Essas condições também não podem renegar as liberdades e a igualdade. Porém, chamamo-las de condições espirituais irredutíveis porque elas são as condições primeiras. Sem sermos livres e iguais (ao menos perante a lei), nenhum Direito Fundamental existiria. É um pressuposto, elemento inicial de um regime democrático. Para além dessa faceta institucional, são os elementos necessários para o mínimo de dignidade humana. Se a dignidade da pessoa humana está no cúspide do nosso direito, são condições essenciais para ela a igualdade e liberdade.

A igualdade é tanto a formal, impedindo discriminações sem fundamento empírico, quanto a material, que consiste na correção dos citados desníveis sociais e de peculiaridades que criam dificuldades especiais para alguns sujeitos (caso dos deficientes físicos).

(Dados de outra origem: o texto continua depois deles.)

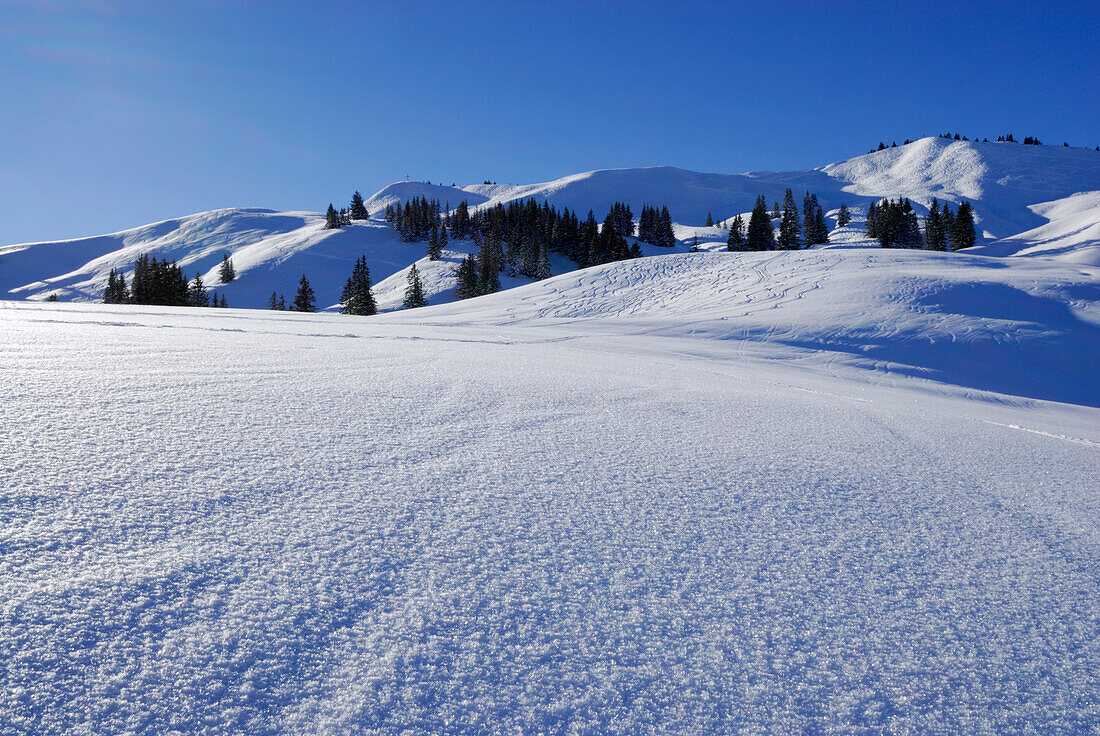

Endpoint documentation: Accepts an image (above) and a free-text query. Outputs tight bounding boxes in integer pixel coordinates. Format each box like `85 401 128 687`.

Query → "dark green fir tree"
402 263 428 309
294 274 317 311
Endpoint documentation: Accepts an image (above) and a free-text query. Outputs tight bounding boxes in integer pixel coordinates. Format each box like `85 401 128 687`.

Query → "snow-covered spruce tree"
294 274 317 311
402 263 428 309
325 202 340 230
218 253 237 284
776 187 802 251
836 204 851 228
476 245 501 295
867 202 879 239
428 227 443 261
348 191 371 220
952 201 978 251
814 205 828 244
454 255 479 299
922 198 947 251
745 195 776 251
898 198 923 248
340 255 378 316
103 268 130 304
187 273 206 307
656 205 677 248
726 215 746 251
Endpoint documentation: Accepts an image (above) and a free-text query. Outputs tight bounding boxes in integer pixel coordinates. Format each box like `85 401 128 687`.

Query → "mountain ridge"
0 138 1100 308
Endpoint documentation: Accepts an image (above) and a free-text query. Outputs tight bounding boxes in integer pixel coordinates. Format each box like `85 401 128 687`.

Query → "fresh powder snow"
0 245 1100 735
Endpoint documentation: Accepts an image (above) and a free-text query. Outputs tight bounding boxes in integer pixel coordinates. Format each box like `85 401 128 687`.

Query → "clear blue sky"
0 0 1100 243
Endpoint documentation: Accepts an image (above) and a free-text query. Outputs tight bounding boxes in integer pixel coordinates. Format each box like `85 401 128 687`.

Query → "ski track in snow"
0 249 1100 735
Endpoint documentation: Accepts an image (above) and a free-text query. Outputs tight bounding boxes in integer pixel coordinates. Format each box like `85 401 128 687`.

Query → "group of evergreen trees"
428 224 448 261
338 255 378 316
867 197 977 251
627 205 673 248
836 204 851 228
103 253 229 307
267 274 317 311
267 255 428 316
325 191 371 230
385 197 675 272
726 188 828 251
385 197 441 243
867 197 922 248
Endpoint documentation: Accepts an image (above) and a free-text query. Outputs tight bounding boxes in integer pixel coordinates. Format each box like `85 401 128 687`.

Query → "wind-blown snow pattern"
0 249 1100 735
0 138 1100 308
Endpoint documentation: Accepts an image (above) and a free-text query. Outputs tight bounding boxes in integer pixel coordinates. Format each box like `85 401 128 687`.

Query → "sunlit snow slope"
0 138 1100 309
0 249 1100 735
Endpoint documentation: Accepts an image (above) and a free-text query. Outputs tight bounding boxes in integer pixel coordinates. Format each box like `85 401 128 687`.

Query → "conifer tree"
814 205 828 244
745 195 776 251
950 201 978 251
402 263 428 309
836 204 851 228
428 227 443 261
325 202 340 230
726 215 746 251
454 255 479 299
776 188 802 250
428 224 448 261
348 191 371 220
187 273 206 307
476 235 501 295
218 253 237 284
103 268 130 304
656 206 677 248
340 255 377 316
923 198 947 251
294 274 317 311
535 244 554 279
867 202 879 238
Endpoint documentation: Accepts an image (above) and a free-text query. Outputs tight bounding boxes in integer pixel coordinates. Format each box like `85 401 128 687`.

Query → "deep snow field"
0 248 1100 734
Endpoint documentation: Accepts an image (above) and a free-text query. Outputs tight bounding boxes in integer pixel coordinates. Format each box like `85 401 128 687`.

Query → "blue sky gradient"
0 0 1100 243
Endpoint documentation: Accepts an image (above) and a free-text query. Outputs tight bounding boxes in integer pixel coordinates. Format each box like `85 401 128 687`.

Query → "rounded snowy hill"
469 138 1100 239
0 138 1100 309
400 249 1100 407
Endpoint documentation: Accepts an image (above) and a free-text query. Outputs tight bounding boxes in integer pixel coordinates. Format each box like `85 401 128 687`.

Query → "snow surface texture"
0 249 1100 735
0 138 1100 309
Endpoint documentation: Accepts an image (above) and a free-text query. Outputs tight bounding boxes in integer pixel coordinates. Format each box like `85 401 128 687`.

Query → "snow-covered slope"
0 138 1100 307
0 209 501 309
0 249 1100 736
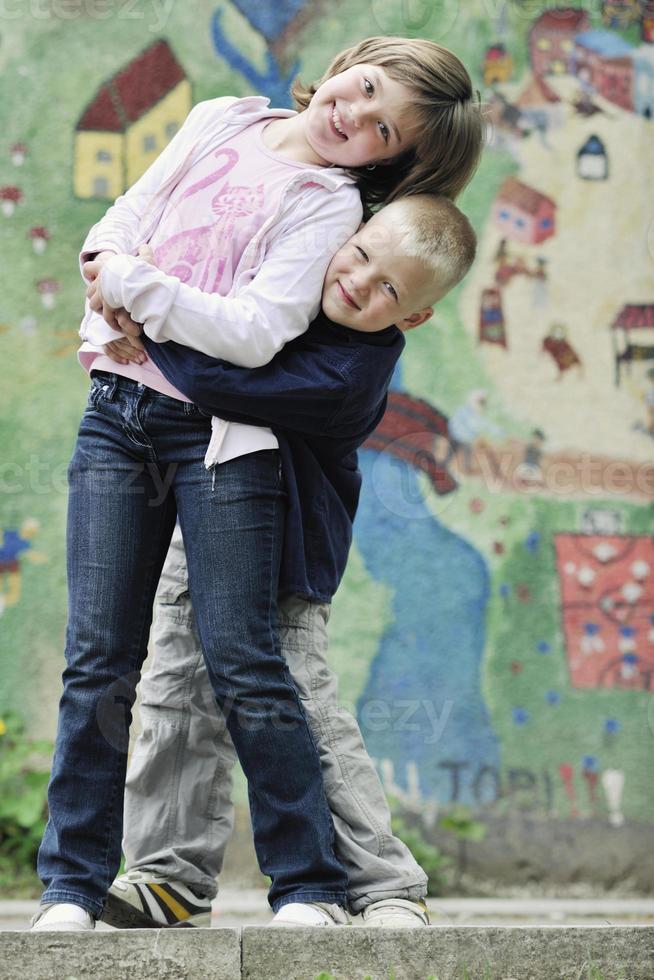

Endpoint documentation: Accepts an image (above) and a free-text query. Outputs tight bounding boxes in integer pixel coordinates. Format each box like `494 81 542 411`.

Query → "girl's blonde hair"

As liberdades demarcam um espaço essencial, no qual cada pessoa poderá agir sem ser limitada por nada. Também não poderá ultrapassar esse limite, porque estaria invadindo a liberdade alheia. É uma visão sintética, quase formal de um conceito amplo.

A ideia de liberdade não se limita ao direito, sendo objeto de especulações filosóficas, por exemplo. Mas, buscando um entendimento jurídico, é um instituto de múltiplas faces: liberdade de expressão, de locomoção, de consciência. Em todas modalidades, pretende resguardar a possibilidade do sujeito desenvolver-se.

Sem uma esfera de liberdade, estaríamos subjugados a outrem. Não seríamos nós. Estaríamos destituídos de individualidade. Seríamos um ser-para-outro: agiríamos e pensaríamos como autômatos, guiados por terceiros.

A preservação da dignidade requer um ambiente adequado. Este é conseguido por um conjunto de direitos. A reunião deles é denominada “mínimo vital”.